From reading the article, it seems to me that Searle is saying Determinism could very well be true, but he is noncommital.

I can't find that quote to comment on it.

But in the video he clearly says that consciousness is what is guiding behavior.

That is free will.

'Directed will' would be where some invisible processes guide behavior.
 
Searle doesn't come firmly down on one side or the other. He says that it is possible that free will is an illusion, but he never quite affirms it:

From that interview:

There are some problems in philosophy I can solve, but I can’t solve this one. I don’t know the answer. But it is certainly possible that free will is an illusion.

Note he is not saying that free will is an illusion, but that it is "certainly possible" that free will is an illusion.

From reading the article, it seems to me that Searle is saying Determinism could very well be true, but he is noncommital.

I can't find that quote to comment on it.

But in the video he clearly says that consciousness is what is guiding behavior.

That is free will.

'Directed will' would be where some invisible processes guide behavior.

The quote is from the interview with Searle that DBT linked to:

https://alumni.berkeley.edu/california-magazine/march-april-2008-mind-matters/do-you-have-free-will

Look for the bolded question, a bit more than halfway down the page:

It’s a highly disturbing hypothesis, don’t you think? - that's the bolded question, and Searle's answer follows:

It is! There are some problems in philosophy I can solve, but I can’t solve this one. I don’t know the answer. But it is certainly possible that free will is an illusion.

But that doesn't mean he agrees that free will is an illusion. He merely acknowledges the possibility that it is.

His real thought is in here, which precedes the statement I just quoted: and in this he is really not offering a refutation of free will so much as presenting the absurdity of the absence of it:
Wait a minute.
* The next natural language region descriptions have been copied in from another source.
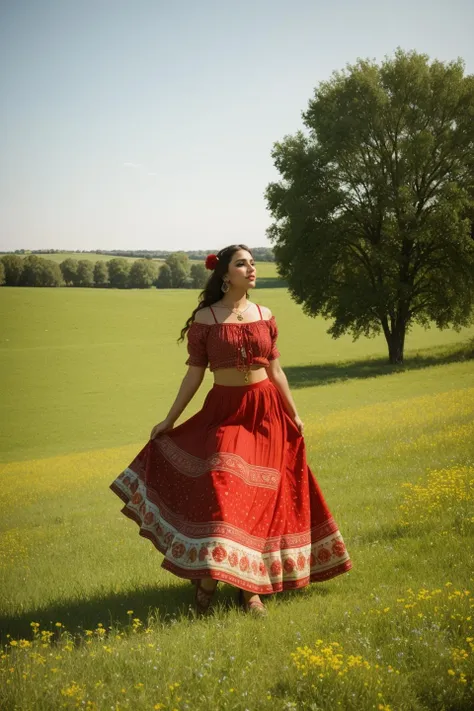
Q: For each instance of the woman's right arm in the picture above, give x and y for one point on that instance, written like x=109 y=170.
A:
x=189 y=386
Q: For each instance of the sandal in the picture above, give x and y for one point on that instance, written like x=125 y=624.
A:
x=254 y=606
x=202 y=598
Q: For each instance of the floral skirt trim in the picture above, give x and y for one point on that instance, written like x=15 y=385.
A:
x=317 y=556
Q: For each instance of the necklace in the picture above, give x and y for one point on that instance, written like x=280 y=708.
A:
x=245 y=354
x=236 y=311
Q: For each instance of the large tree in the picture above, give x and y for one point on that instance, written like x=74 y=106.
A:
x=373 y=212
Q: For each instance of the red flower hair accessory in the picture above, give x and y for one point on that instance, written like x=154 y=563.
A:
x=211 y=261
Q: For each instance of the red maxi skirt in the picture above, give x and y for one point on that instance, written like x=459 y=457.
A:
x=228 y=494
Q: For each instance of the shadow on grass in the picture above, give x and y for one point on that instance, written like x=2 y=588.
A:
x=324 y=373
x=163 y=605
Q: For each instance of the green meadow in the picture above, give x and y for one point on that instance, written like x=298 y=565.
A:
x=89 y=620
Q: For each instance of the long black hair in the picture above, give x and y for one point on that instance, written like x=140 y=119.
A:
x=212 y=291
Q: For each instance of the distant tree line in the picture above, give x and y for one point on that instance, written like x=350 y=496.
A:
x=261 y=254
x=117 y=273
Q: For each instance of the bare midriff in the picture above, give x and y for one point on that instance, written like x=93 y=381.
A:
x=233 y=376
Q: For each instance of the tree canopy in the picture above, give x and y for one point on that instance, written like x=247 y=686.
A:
x=374 y=210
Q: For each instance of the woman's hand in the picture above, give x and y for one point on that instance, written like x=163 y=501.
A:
x=299 y=424
x=161 y=427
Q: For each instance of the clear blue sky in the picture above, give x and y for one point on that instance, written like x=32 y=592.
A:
x=148 y=124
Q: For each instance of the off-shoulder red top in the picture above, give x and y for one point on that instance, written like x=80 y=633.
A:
x=229 y=345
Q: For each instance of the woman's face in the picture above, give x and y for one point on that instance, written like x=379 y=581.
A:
x=242 y=271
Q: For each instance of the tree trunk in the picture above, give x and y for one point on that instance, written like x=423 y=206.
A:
x=396 y=344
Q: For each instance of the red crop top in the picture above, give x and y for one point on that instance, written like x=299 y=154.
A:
x=227 y=345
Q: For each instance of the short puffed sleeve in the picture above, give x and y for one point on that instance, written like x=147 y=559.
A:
x=197 y=345
x=274 y=353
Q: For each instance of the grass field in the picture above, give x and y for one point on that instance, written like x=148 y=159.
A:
x=95 y=623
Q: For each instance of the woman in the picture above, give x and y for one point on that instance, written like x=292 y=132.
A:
x=227 y=495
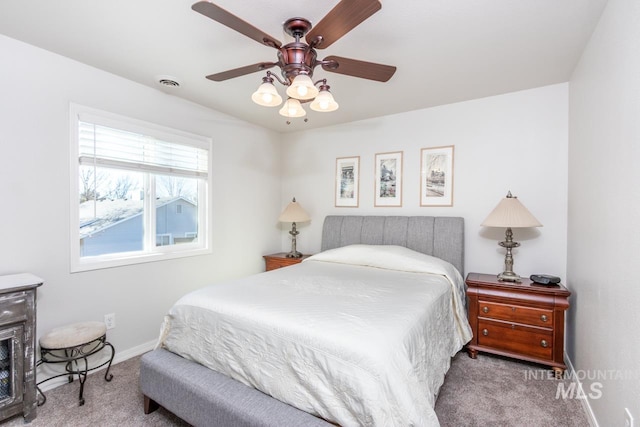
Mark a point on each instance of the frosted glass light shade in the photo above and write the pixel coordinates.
(302, 88)
(324, 102)
(292, 108)
(267, 95)
(510, 213)
(294, 213)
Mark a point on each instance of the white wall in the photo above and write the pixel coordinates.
(516, 142)
(604, 212)
(34, 192)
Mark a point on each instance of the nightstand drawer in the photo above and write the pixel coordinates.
(516, 313)
(515, 338)
(280, 260)
(279, 263)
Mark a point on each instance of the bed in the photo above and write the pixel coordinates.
(360, 334)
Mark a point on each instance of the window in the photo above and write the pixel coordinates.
(137, 186)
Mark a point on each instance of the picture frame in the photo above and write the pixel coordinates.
(436, 176)
(347, 185)
(388, 179)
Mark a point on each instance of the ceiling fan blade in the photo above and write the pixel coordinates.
(237, 72)
(220, 15)
(344, 17)
(356, 68)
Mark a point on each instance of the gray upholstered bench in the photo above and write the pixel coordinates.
(204, 397)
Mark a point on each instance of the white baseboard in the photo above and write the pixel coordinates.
(591, 417)
(50, 370)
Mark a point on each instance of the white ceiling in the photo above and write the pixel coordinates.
(445, 50)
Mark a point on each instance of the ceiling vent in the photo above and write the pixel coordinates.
(168, 81)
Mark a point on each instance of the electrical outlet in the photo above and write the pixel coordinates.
(110, 320)
(628, 418)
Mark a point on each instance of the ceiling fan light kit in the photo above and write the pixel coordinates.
(292, 108)
(324, 102)
(297, 60)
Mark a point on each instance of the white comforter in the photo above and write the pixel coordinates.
(360, 335)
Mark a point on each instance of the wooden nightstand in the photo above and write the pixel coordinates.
(280, 260)
(520, 320)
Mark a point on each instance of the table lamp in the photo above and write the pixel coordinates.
(510, 213)
(294, 213)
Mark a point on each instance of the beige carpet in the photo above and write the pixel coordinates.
(488, 391)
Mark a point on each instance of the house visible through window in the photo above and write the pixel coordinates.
(141, 191)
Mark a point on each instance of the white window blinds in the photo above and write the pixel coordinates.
(101, 145)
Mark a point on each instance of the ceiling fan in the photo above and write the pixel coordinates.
(298, 59)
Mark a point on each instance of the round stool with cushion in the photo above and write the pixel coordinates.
(72, 345)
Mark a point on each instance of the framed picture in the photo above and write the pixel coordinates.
(388, 179)
(436, 176)
(347, 181)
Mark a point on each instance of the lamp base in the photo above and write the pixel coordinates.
(295, 254)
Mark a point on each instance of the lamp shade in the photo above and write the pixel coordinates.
(510, 213)
(294, 213)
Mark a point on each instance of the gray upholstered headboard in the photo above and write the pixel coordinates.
(438, 236)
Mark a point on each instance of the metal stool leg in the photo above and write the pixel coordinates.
(107, 375)
(82, 377)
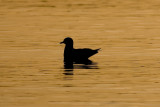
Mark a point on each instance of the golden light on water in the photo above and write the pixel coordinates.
(125, 73)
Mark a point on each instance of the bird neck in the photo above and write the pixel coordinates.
(69, 46)
(68, 54)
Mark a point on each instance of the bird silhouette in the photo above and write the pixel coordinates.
(72, 55)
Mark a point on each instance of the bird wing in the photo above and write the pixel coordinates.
(84, 53)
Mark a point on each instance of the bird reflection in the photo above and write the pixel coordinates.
(77, 58)
(87, 64)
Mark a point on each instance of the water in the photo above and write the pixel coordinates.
(124, 74)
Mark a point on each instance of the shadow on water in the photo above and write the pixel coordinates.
(69, 67)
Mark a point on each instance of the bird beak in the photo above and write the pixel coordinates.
(61, 42)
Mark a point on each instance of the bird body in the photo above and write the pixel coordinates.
(76, 55)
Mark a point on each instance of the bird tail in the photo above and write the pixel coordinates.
(98, 49)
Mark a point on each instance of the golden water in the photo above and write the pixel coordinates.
(126, 73)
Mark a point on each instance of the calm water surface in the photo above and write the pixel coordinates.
(126, 73)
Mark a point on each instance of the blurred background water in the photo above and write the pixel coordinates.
(124, 74)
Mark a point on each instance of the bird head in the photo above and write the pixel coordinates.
(67, 41)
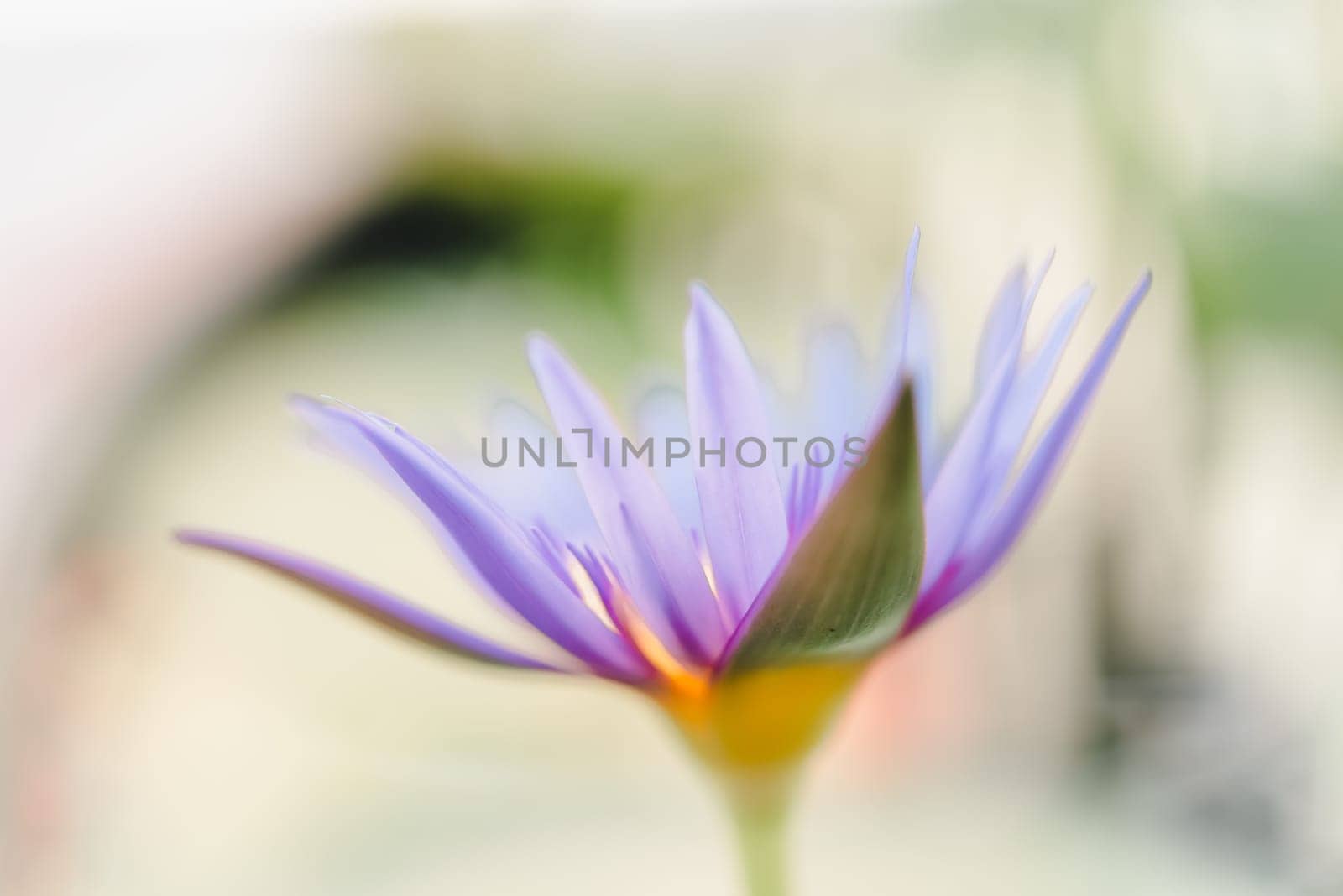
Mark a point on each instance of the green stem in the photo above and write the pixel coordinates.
(760, 815)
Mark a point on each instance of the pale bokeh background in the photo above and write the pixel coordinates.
(199, 221)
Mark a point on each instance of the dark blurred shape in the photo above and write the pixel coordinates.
(457, 219)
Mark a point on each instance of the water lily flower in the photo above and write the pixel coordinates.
(749, 617)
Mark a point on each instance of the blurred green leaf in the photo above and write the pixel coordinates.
(850, 582)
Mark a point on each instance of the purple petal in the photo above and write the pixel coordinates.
(959, 486)
(1027, 391)
(1005, 320)
(368, 600)
(675, 573)
(745, 521)
(662, 414)
(503, 555)
(1020, 503)
(340, 436)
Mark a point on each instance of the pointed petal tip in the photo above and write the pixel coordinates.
(543, 353)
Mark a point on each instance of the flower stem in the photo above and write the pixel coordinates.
(760, 815)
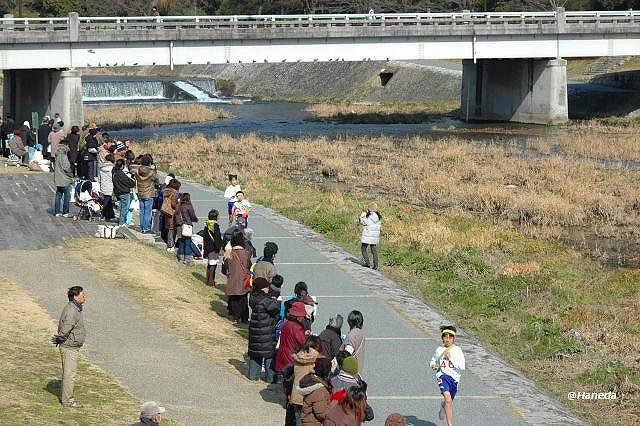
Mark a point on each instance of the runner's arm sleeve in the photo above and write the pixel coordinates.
(457, 358)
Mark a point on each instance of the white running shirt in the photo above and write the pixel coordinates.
(231, 191)
(451, 363)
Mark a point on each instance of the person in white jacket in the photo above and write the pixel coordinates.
(447, 361)
(370, 220)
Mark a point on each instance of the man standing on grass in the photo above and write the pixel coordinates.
(70, 338)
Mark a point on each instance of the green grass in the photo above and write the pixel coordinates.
(520, 296)
(30, 373)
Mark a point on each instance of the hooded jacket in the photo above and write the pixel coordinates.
(146, 179)
(62, 175)
(105, 178)
(331, 341)
(371, 230)
(262, 325)
(292, 336)
(16, 146)
(303, 363)
(316, 394)
(122, 183)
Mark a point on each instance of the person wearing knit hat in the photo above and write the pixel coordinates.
(395, 419)
(347, 376)
(447, 362)
(330, 336)
(262, 342)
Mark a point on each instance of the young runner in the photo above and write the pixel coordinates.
(447, 361)
(230, 194)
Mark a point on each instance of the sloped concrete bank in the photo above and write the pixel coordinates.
(351, 81)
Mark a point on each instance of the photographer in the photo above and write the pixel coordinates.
(370, 219)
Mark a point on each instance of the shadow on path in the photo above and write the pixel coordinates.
(414, 421)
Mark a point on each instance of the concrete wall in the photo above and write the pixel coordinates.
(45, 92)
(527, 91)
(623, 80)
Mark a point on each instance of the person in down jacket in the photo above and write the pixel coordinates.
(370, 220)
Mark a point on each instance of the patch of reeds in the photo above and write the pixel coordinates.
(137, 116)
(357, 113)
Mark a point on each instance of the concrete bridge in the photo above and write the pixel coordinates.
(513, 62)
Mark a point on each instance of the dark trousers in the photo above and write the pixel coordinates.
(107, 210)
(365, 254)
(238, 308)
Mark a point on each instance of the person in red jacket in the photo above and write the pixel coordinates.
(292, 336)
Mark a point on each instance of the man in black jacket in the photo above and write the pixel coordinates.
(262, 330)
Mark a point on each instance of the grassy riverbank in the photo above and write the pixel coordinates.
(179, 301)
(136, 116)
(464, 228)
(30, 372)
(355, 113)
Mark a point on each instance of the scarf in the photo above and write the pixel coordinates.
(210, 225)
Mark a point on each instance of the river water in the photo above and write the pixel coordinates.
(290, 120)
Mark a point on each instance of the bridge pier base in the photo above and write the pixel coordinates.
(520, 90)
(46, 92)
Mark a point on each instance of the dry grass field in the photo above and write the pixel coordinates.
(379, 114)
(136, 116)
(472, 229)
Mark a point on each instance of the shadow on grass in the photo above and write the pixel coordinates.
(414, 421)
(54, 387)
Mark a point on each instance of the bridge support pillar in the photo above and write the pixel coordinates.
(521, 90)
(46, 92)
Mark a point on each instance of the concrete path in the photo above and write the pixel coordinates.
(151, 363)
(402, 332)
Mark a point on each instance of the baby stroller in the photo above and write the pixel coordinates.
(87, 201)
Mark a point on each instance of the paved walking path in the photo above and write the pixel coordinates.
(401, 330)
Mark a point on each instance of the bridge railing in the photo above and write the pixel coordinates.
(142, 23)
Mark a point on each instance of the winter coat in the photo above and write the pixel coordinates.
(16, 146)
(212, 239)
(91, 145)
(337, 417)
(264, 269)
(331, 341)
(172, 195)
(71, 331)
(316, 393)
(122, 183)
(27, 136)
(371, 230)
(146, 180)
(54, 139)
(62, 175)
(105, 177)
(43, 136)
(355, 338)
(238, 265)
(292, 336)
(303, 363)
(265, 312)
(185, 215)
(73, 139)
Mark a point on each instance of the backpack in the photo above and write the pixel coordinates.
(107, 232)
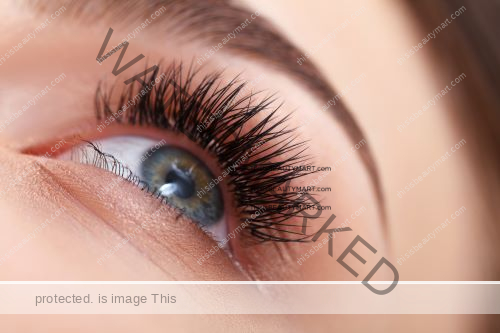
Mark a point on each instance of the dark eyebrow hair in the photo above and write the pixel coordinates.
(210, 21)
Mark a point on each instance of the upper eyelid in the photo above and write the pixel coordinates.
(254, 42)
(226, 138)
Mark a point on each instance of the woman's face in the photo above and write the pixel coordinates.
(397, 163)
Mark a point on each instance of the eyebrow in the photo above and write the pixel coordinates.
(210, 21)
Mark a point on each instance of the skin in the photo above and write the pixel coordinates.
(172, 244)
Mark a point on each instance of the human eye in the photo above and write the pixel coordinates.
(213, 151)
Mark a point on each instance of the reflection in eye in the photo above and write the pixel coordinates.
(178, 176)
(249, 140)
(171, 173)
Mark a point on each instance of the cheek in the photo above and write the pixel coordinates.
(77, 236)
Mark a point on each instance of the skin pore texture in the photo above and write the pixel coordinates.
(386, 94)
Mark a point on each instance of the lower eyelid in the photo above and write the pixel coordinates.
(161, 227)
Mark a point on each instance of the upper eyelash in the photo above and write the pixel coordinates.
(169, 106)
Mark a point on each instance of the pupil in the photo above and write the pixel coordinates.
(184, 186)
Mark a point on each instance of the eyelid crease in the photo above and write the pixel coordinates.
(253, 157)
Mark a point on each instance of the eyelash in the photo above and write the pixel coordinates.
(168, 106)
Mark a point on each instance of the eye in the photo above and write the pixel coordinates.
(226, 153)
(171, 173)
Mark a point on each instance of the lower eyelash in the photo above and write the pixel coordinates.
(169, 106)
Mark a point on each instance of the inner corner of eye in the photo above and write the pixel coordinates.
(172, 173)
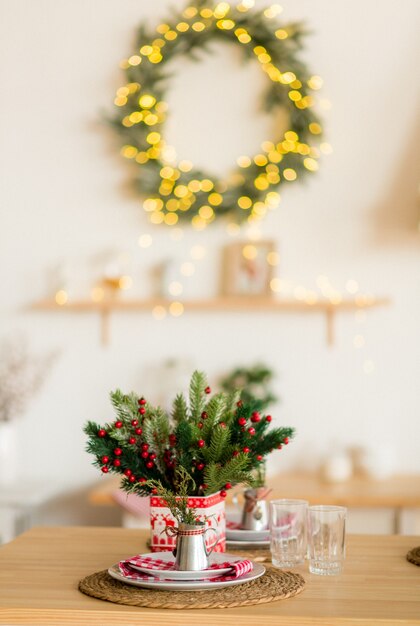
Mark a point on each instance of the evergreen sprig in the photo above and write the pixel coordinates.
(208, 443)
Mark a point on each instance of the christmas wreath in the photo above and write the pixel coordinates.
(207, 444)
(179, 190)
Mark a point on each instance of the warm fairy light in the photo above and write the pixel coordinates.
(221, 9)
(159, 312)
(185, 166)
(182, 27)
(315, 82)
(198, 26)
(190, 12)
(153, 138)
(147, 101)
(125, 282)
(134, 60)
(244, 202)
(368, 366)
(176, 309)
(61, 297)
(289, 174)
(359, 341)
(273, 258)
(171, 219)
(175, 288)
(260, 159)
(145, 241)
(187, 268)
(249, 252)
(315, 128)
(198, 252)
(281, 33)
(97, 294)
(352, 286)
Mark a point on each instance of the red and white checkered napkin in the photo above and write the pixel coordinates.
(236, 568)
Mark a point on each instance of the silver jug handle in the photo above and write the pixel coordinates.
(207, 551)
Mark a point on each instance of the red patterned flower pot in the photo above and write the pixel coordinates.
(210, 508)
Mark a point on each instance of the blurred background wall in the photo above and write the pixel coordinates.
(65, 198)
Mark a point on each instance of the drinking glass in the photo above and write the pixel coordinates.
(288, 532)
(326, 537)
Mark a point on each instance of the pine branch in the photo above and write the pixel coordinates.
(197, 394)
(179, 409)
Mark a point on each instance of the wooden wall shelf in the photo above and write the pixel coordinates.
(219, 304)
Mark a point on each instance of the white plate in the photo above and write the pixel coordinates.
(187, 585)
(185, 575)
(247, 544)
(237, 534)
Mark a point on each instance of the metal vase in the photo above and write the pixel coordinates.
(255, 514)
(191, 552)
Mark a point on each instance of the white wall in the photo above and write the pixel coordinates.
(64, 196)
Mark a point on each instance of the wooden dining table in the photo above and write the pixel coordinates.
(40, 571)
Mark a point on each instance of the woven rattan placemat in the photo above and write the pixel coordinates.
(273, 585)
(414, 556)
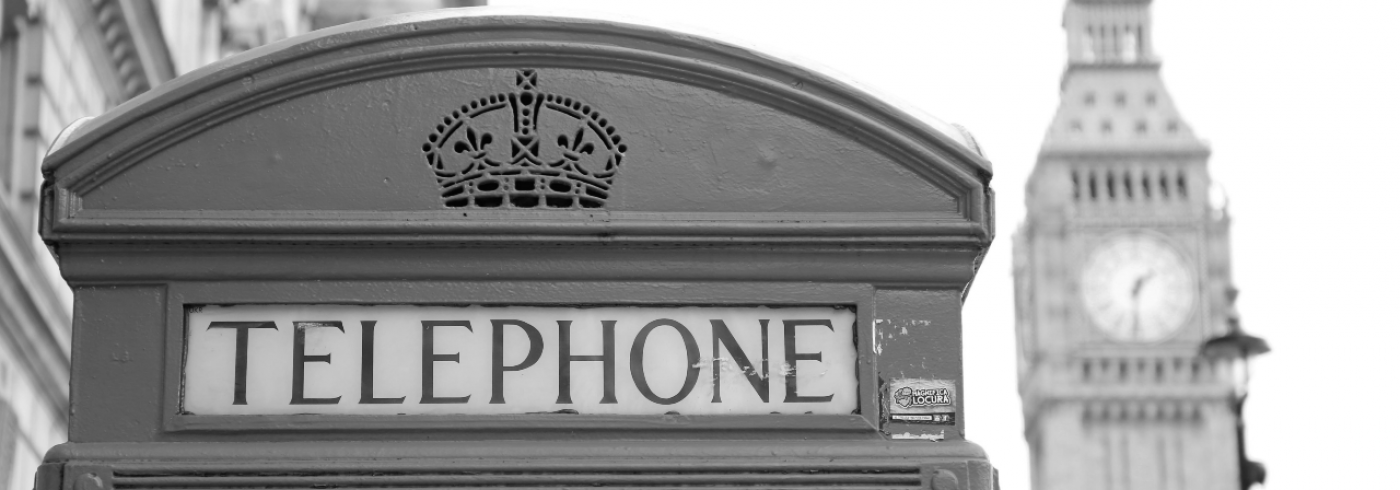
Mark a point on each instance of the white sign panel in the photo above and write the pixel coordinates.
(494, 360)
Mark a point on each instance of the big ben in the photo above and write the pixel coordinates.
(1122, 273)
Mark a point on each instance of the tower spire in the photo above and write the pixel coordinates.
(1112, 93)
(1109, 32)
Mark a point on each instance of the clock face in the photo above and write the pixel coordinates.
(1137, 289)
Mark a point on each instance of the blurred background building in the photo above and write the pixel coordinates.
(67, 59)
(1122, 276)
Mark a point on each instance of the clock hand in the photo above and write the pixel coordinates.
(1137, 291)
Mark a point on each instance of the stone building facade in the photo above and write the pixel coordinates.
(1122, 272)
(62, 60)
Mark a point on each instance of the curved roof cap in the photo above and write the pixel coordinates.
(706, 128)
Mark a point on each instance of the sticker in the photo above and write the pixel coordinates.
(923, 401)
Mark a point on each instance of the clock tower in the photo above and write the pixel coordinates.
(1122, 273)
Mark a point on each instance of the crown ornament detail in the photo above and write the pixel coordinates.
(525, 150)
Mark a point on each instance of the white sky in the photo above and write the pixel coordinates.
(1298, 100)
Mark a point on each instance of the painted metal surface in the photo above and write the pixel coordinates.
(352, 168)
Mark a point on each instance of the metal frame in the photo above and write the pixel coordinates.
(179, 296)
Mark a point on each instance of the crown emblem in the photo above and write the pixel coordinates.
(525, 150)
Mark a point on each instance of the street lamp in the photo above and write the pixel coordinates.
(1236, 349)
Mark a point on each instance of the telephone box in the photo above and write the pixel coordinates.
(462, 251)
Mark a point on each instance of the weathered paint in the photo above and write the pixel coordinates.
(296, 174)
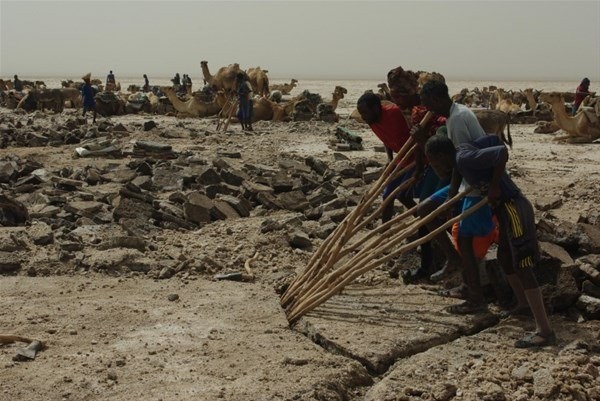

You’re saying that free will may well be an illusion, but in order to live we have to assume it’s not? - questioner

Searle: We cannot get up in the morning, we cannot get along in life without the assumption of free will. If you are in a restaurant and you are given a choice between steak and chicken, you can’t say, “I’m a determinist so I will just wait and see what I decide” because the refusal to exercise free choice is intelligible to you only as an exercise of free choice. But the assumption of free will may be false. If it’s false, evolution has played the most massive practical joke in the 15 billion-year history of the universe because rational decision-making is very expensive to us, just in terms of how much blood flow to the brain it demands. And we put in an awful lot of effort raising our young so they can make better rational decisions.
Emphasis mine
 
Yeah. It is like the atheist saying he can't be certain there are no gods but it is extraordinarily unlikely that ancient humans discovered the secrets of the universe and there are no reasons to think gods are real.

Searle says that if free will is an illusion then the brain is wasting a lot of energy.

He does not think the brain is wasting a lot of energy.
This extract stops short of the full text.